Siz görsel iletişim ve tasarımcısınız. Bunun etkilerini Bir Çok Yosun’da görüyoruz. Görsel tasarım dünyası müziğinizi nasıl etkiliyor?
Tasarım, kurgu, iletişim… Bu kelimeler tüm sanat dallarını kapsıyor, hepsinin birbiriyle ilişkilendirilebilmesi mümkün. Tasarımın müziğimi etkilemesi değil, müziğin tasarımımı etkilemesi söz konusu. Çok küçük yaşlarımdan beri zihnimde ses kurgularım. Bu seçimleri yapacağım yıllarda hayatımı müzikten kazanmayı tercih etmediğim için, sinema ve sonrasında da tasarımla uğraştım. Aslına bakarsanız müzik üretimi sürecinde otonom olarak kullandığım kurgulama teknikleri, görselle ilgili yaptığım işlerde çok hızlı yol almamı sağladı.

İstanbul’dan Bodrum’a göç etmişsiniz. Şu sıra Bodrum’da müzik yapanların sayısı epey artıyor. Butik kayıt stüdyoları açılıyor. Bodrum’da neler oluyor?
Bodrum’da müzik yapanların sayısının artmasına; estetik kaygısı olan tüm sanatçıların, üretim yapabileceği daha sağlıklı bir yer arayışının neden olduğunu düşünüyorum. Çok oksijen, az anksiyete… Ayrıca müzisyenlerin Bodrum’a çekilmesinin nedeni; bir hayat rutini oturtmuş, dağlarda yaşamaya hazır olmayan, bunalmış şehir insanının kendini tamamen izole etmiş gibi hissetmeyeceği bir yer olması.

‘PORTRELER GERİ DÖNDÜ’

İnternet siteniz epey ilginç. Yüzünüzü göstermemenizin altında ne var?
Birçok yerde yüzüm görünüyor aslında, yani özel bir estetik endişe değil. En uçuk, farklı, çılgın avangart sanatçıların ya da ana akım sevdalısı grupların bile dijital streaming dünyasında, biyometrik pasaport fotoğrafı gibi promo shot’larla yer alması, biraz bu tarafa itti beni. Farkında mısınız? Şimdiki tüm kapak ve fotoğraf çalışmalarına şöyle bir bakarsanız; 80’lerdeki kendinin vitrini olma konsepti ve olmazsa olmaz portreler geri döndü.

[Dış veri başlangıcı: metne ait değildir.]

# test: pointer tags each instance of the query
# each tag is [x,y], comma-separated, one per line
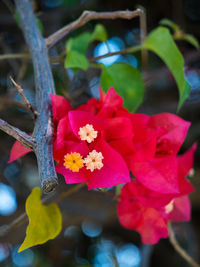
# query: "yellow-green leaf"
[75,59]
[99,33]
[45,221]
[127,82]
[161,42]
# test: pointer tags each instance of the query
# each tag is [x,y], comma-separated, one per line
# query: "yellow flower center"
[169,207]
[73,161]
[94,161]
[87,133]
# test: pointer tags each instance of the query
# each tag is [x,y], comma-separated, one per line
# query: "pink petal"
[92,106]
[81,118]
[60,106]
[113,172]
[70,177]
[158,175]
[153,227]
[18,151]
[186,161]
[148,197]
[175,130]
[118,127]
[181,210]
[147,221]
[112,102]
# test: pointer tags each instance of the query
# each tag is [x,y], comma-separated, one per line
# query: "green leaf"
[190,39]
[99,33]
[169,23]
[40,25]
[76,60]
[38,21]
[76,47]
[160,42]
[79,43]
[127,81]
[45,221]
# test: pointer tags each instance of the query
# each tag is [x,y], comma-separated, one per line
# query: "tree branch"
[180,250]
[6,228]
[43,131]
[26,102]
[85,18]
[25,139]
[14,56]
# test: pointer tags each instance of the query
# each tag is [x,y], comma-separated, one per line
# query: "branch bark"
[88,16]
[19,135]
[23,218]
[43,131]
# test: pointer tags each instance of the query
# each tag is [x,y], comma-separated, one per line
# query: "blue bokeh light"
[24,258]
[4,252]
[128,256]
[91,229]
[8,202]
[112,45]
[103,259]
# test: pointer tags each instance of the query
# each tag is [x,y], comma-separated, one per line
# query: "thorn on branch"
[26,102]
[25,139]
[87,16]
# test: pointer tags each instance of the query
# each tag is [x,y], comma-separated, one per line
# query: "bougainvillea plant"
[100,143]
[106,146]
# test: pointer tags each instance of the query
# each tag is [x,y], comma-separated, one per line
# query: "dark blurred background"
[91,234]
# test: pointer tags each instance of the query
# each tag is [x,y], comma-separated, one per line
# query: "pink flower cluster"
[101,143]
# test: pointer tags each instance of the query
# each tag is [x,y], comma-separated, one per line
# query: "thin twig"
[5,101]
[26,102]
[143,34]
[5,229]
[120,52]
[14,56]
[19,135]
[85,18]
[179,249]
[44,86]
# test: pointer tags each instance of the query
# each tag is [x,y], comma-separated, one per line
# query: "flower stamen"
[73,161]
[169,207]
[87,133]
[94,161]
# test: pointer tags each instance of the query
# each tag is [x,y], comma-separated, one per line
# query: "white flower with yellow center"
[94,161]
[87,133]
[73,162]
[169,207]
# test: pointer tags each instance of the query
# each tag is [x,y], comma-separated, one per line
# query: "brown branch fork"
[41,140]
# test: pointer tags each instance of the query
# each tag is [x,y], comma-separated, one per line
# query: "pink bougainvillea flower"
[108,168]
[112,171]
[156,142]
[134,215]
[160,175]
[158,135]
[107,106]
[18,151]
[148,212]
[60,107]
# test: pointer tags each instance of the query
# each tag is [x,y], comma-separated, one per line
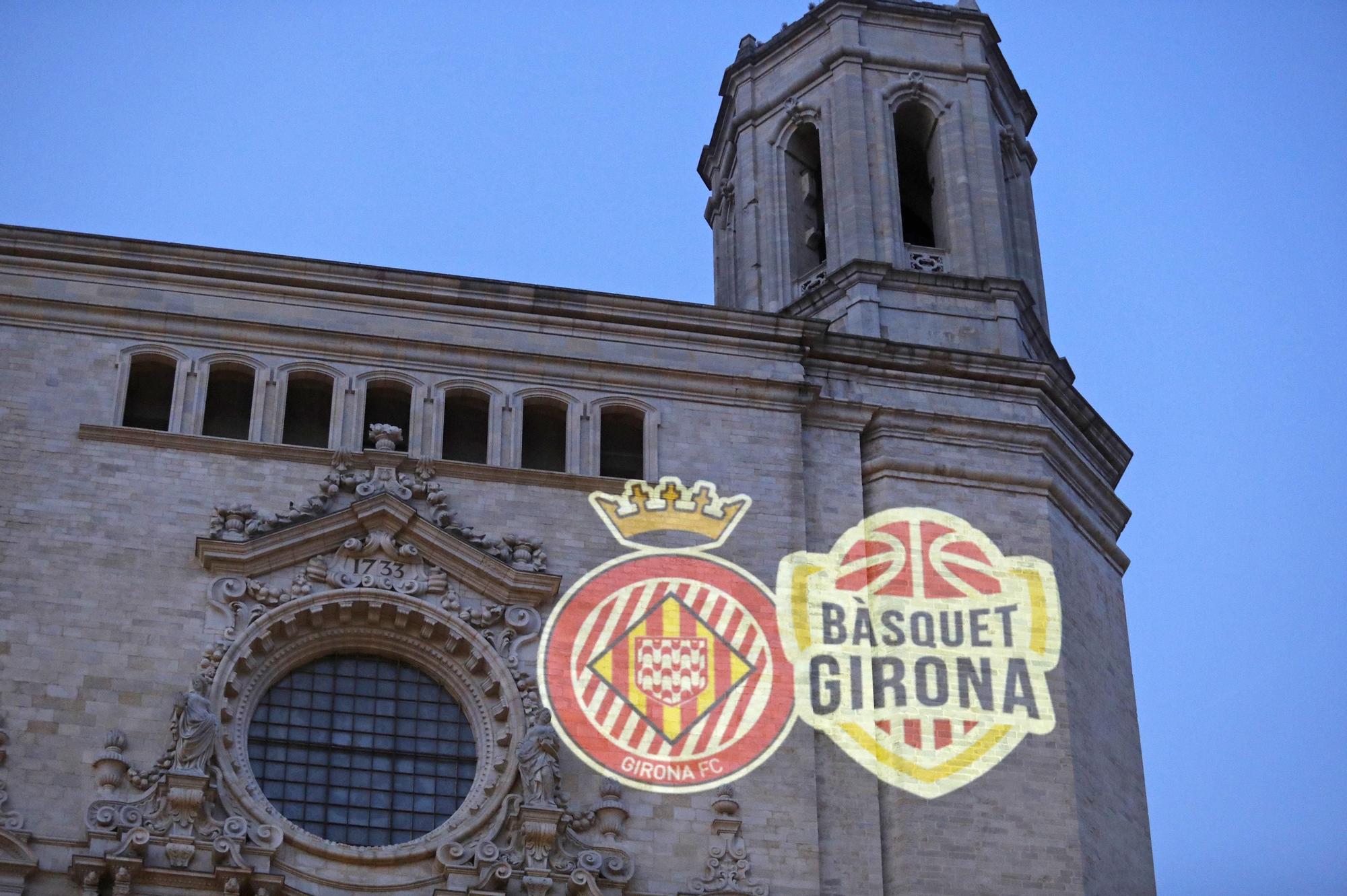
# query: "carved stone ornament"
[344,485]
[541,841]
[176,829]
[728,867]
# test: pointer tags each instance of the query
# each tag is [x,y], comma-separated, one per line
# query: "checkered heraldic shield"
[666,670]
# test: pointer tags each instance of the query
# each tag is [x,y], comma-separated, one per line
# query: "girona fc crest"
[923,650]
[665,666]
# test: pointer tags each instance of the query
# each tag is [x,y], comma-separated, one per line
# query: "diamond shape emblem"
[671,668]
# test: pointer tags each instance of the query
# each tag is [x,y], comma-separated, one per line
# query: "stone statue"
[538,762]
[197,724]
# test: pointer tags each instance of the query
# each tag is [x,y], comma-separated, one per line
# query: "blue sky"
[1190,195]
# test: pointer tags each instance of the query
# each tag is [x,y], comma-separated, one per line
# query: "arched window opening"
[914,135]
[150,385]
[363,750]
[228,401]
[309,409]
[544,444]
[805,201]
[467,424]
[389,401]
[622,443]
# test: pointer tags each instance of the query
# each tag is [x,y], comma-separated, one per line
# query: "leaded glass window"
[363,750]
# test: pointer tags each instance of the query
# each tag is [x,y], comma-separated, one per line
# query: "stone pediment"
[375,543]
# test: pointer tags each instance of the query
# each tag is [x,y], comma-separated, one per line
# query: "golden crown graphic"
[670,506]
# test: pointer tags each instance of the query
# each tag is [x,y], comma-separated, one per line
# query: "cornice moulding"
[301,541]
[323,458]
[284,275]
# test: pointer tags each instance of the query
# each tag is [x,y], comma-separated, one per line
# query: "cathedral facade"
[292,547]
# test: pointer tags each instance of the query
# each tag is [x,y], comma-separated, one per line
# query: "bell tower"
[869,166]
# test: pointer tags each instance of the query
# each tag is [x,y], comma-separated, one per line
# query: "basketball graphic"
[665,668]
[925,652]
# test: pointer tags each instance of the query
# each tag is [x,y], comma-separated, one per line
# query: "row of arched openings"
[918,167]
[306,419]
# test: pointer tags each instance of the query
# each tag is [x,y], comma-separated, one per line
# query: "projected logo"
[923,650]
[665,666]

Çocukken de hep sanatçı yüzü olmayan albüm kapakları dikkatimi çekerdi, şimdi de öyle. Maalesef bu da bir ön yargı, ama hoşuma gidiyor. Görünmediğimde, müziğimi dinlemeye daha fazla yoğunlaşılacağı gibi bir hissiyat var içimde. Ancak özetlemek istiyorum, yüzünü özellikle saklayan bir sanatçı değilim. Ama göze sokan bir sanatçı da olmayacağım.

Yaptığınız müzik sizce nasıl bir kitleye hitap ediyor?
Kitleyi analiz edebilmek için yeterli zaman geçmedi. İlk aşamada görebildiğim kadarıyla, her duyduğuna kanmayan, seçici, müziği içinde daha hassas bir noktada barındıran bir kitle dinliyor. Ve sanırım hayatı seven, pozitif, ancak yaşadığı yüzyılın normlarından kaynaklanan bir melankoliye sahip herkes de dinleyebilir gibi. Fazlasıyla içsel, samimi bir başlangıç yaptığımdan nasıl bir kitleye hitap edeceğim sorusunu deneyimlemek istiyorum.

Sıradaki projeleriniz neler? Nerelerde göreceğiz sizi…
Açıkcası, yaklaşık 15 sene beklemiş ve hayallerde üretilmiş oldukları için, sırada bekleyen çok fazla proje var. Öncelikli planım, başka bir meslekle hayatımı devam ettirirken çevremde bulunan, senelerce beraber çaldığım tüm dostlarımla üretim yapmak. Emprovize müzik anlayışıyla yetişmiş bir müzisyen olduğum için tek başıma bir kariyer planlamıyorum. Çünkü birden fazla insanın aynı anda çıkarttığı sesin organikliği, hissi ve titreşimi, benim için müziğin ta kendisi. Yıl sonuna kadar organik sürprizli single’lar yayınlamayı planlıyoruz. Ayrıca kısa aralıklarla, albümdeki bir kaç şarkının daha klipleri yayınlanacak.